Sruti Desai and Cheryl Delostrinos in ‘Girl Gods’ (photo by Jenny May Peterson, via redcat.org)
Derek Jarman’s Blue
When: Friday, November 4, 7:30pm
Where: Getty Center (1200 Getty Center Drive, Brentwood, Los Angeles)
Iconoclastic filmmaker Derek Jarman is known for his exuberant, often baroque films that combined classical sources like Shakespeare and Caravaggio with a punk sensibility. Made the year before his death from AIDS, Blue (1993) is composed of nothing more than a single shot of the titular color alongside poetic voiceovers and an ambient score by Simon Fisher Turner, Brian Eno, Momus, and Erik Satie. The Getty’s outdoor screening is a chance to see this meditative film with sweeping vistas of LA in the background. Screening is free, but advanced tickets are recommended.

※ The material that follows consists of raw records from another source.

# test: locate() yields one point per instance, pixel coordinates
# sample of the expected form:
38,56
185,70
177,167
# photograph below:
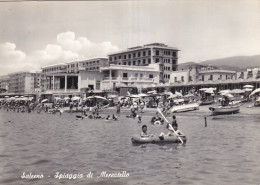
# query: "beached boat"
157,139
206,102
185,107
230,109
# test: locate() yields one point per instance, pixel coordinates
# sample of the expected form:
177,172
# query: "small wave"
41,161
9,180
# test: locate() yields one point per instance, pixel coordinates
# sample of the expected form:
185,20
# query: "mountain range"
236,63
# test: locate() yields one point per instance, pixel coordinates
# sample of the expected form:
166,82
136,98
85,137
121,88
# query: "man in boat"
174,126
144,132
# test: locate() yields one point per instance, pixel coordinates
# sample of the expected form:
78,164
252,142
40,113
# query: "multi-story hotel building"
24,82
165,56
93,64
4,83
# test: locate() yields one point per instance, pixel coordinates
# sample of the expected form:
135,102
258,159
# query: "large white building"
155,53
24,82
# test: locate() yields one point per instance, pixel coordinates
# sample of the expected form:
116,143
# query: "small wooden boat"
185,107
230,109
206,102
157,139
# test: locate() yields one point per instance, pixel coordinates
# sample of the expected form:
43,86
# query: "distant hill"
237,63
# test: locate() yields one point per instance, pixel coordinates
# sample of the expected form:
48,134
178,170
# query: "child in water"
114,117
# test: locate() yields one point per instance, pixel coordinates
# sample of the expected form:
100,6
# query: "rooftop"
152,45
54,65
129,68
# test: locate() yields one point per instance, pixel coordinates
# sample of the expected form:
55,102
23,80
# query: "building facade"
93,64
4,83
155,53
24,82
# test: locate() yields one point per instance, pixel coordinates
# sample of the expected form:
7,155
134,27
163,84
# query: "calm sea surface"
227,151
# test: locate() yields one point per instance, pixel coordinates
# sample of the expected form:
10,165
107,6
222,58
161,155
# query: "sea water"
66,150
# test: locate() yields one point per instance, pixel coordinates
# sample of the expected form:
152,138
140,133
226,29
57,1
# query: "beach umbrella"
209,91
30,98
96,98
248,90
178,101
255,91
142,95
237,91
112,96
44,101
224,91
178,93
134,96
151,92
248,86
203,89
168,93
173,96
57,98
189,95
75,98
153,95
228,95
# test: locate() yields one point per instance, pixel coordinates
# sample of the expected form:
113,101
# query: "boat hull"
225,109
185,108
157,140
207,102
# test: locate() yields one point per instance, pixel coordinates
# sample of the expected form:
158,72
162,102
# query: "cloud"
66,49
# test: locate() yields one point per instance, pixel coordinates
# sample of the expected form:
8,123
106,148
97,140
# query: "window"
98,85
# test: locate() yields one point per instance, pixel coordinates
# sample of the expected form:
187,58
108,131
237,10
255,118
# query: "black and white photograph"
128,92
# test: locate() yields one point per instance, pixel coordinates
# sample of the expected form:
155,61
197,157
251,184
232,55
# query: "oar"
170,126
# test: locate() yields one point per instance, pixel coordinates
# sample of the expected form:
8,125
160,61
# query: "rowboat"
206,102
185,107
157,139
230,109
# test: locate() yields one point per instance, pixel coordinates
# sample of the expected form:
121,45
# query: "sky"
34,34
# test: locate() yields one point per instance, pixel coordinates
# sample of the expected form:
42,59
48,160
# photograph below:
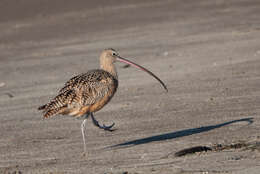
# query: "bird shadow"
178,134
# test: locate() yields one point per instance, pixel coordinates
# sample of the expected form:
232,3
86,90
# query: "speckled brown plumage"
84,93
89,92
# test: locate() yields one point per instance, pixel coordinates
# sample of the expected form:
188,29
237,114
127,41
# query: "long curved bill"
142,68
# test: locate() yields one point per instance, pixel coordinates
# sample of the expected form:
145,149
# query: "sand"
207,52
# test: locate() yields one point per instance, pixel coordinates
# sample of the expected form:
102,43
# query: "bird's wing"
82,90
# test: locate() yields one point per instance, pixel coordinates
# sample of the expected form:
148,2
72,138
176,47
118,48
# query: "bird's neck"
111,68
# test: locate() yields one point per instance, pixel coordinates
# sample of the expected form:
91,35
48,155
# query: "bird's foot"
96,123
84,154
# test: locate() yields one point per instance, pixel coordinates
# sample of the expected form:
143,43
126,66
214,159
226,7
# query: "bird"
87,93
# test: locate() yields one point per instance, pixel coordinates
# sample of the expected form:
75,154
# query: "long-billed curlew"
89,92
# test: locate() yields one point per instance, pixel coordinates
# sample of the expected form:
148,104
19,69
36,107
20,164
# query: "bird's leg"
83,131
95,122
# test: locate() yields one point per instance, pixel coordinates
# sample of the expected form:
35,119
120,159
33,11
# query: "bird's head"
110,56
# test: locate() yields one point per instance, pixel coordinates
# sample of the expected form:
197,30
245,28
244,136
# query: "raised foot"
106,128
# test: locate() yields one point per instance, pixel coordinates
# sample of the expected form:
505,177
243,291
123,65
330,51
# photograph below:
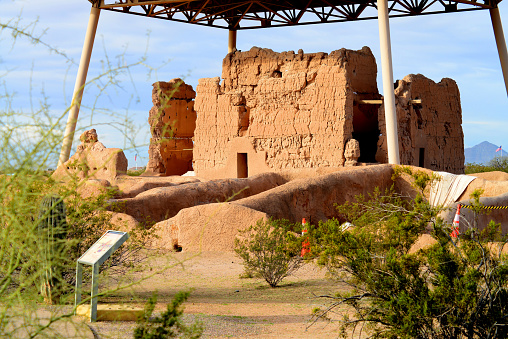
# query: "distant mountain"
481,153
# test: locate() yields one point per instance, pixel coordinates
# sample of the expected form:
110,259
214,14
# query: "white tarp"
449,188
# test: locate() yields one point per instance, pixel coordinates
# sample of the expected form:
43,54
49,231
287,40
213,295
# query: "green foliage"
169,324
449,290
53,229
30,141
271,249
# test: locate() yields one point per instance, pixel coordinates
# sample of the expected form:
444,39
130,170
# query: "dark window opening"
421,158
241,165
366,131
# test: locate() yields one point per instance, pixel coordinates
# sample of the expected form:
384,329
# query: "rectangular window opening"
241,165
421,158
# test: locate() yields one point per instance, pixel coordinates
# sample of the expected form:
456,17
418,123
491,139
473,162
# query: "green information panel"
95,256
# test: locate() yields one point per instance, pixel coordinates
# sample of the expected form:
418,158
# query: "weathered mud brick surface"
172,123
275,111
430,133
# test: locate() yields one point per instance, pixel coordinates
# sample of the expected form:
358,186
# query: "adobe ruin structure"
172,122
278,111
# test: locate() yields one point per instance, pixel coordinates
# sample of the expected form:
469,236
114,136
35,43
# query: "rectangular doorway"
242,168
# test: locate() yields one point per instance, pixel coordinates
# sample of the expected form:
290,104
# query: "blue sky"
460,46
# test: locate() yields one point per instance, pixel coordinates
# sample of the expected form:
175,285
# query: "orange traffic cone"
455,226
305,242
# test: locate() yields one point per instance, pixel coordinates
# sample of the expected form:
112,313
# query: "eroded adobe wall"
172,122
430,133
275,111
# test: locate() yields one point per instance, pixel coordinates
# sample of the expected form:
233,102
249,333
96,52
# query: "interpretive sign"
103,248
95,256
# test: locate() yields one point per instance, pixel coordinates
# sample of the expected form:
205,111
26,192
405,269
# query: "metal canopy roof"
250,14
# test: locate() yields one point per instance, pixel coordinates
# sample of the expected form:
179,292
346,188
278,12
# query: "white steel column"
392,139
500,42
79,85
232,41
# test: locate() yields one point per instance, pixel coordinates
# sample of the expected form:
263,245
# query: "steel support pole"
79,85
232,41
500,42
389,94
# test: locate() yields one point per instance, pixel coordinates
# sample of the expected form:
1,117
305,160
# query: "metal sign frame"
95,256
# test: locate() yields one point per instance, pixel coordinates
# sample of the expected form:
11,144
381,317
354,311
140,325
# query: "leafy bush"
271,249
453,289
169,324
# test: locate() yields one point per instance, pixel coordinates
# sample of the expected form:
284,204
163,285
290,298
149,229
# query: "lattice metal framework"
250,14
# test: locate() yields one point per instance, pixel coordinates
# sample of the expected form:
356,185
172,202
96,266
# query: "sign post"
95,256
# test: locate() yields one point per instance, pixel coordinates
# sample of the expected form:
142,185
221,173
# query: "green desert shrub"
271,249
456,288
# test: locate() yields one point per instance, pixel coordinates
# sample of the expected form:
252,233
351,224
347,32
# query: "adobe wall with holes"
276,111
172,123
430,133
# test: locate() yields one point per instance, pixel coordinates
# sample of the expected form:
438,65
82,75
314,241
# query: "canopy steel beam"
254,14
392,139
501,43
79,85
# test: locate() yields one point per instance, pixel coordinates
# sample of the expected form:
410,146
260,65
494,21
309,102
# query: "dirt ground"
227,306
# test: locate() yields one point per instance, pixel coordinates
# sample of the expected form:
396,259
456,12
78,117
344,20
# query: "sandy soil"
228,306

Derek Jarman’s “Blue” (1993) at the J. Paul Getty Museum (via Facebook)
Guthrie Lonergan’s Early Videos and Websites
When: Opens Saturday, November 5, 6–8pm
Where: Honor Fraser Gallery (2622 S. La Cienega Boulevard, Culver City, California)
Guthrie Lonergan’s contribution to this year’s Made in L.A. was the sleeper hit of the show: M&M characters that popped up on the Hammer’s website to deliver cryptic artists’ statements. 2006, the artist’s first solo show, assembles Lonergan’s earliest videos and websites from a decade ago, reflecting a transitional time in the evolution of the internet. He will also transform the gallery into an e-waste collection site, where visitors can drop off their outdated technology — physical relics of our virtual world.

Guthrie Lonergan, “Babies’ First Steps” (still) (2005), video, 4:07 (via honorfraser.com)
Playfully Dark Tapestries
When: Opens Saturday, November 5, 6–9pm
Where: Grice Bench (915 Mateo Street, #210, Downtown, Los Angeles)
Dating back to Ani Albers’s modernist weavings a century ago, artists have found textiles an ideal medium for geometric experimentation. Christina Forrer’s tapestries, however, convey more idiosyncratic scenes, portraying weirdos, loners, and monsters with both pathos and humor. She draws on a range of sources from Renaissance decoration, James Ensor’s grotesqueries, and Mike Kelley’s abject vision, to create works that are playfully dark.

Work by Helen Pashgian (via peterblakegallery.com)
Helen Pashgian
When: Opens Saturday, November 5, 3:30–5:30pm
Where: Peter Blake Gallery (435 Ocean Ave., Laguna Beach, California)
Alongside Peter Alexander, DeWain Valentine, and Larry Bell, Helen Pashgian was a seminal figure of the Light and Space Movement. Emerging in the 1960s, these artists used industrial materials such as resins and plastics to capture the unique properties of Southern California’s atmosphere in sculptural form. Unlike her male colleagues, however, wide-spread recognition eluded Pashgian until fairly recently. The opening for her upcoming solo show will be preceded by a conversation at the Laguna Art Museum between her and gallerist Peter Blake.

Jack Smith, “I Was A Male Yvonne De Carlo” (still) (1967–70s) (copyright Jack Smith Archive, courtesy Gladstone Gallery, New York and Brussels, via humanresourcesla.com)
Jack Smith Rushes
When: Sunday, November 6, 7:30–9pm
Where: Human Resources (410 Cottage Home, Chinatown, Los Angeles)
Underground filmmaker Jack Smith influenced generations of aspiring directors and artists with his low-budget, camp aesthetic, among them Andy Warhol and John Waters. In conjunction with Barbara Gladstone Gallery and Dirty Looks, Human Resources will be screening never-before-seen 8mm rushes by Smith from the late ’60s through the late ’70s, alongside his short film “I Was A Male Yvonne DeCarlo” (1967–70s), highlighting an especially significant period in his career.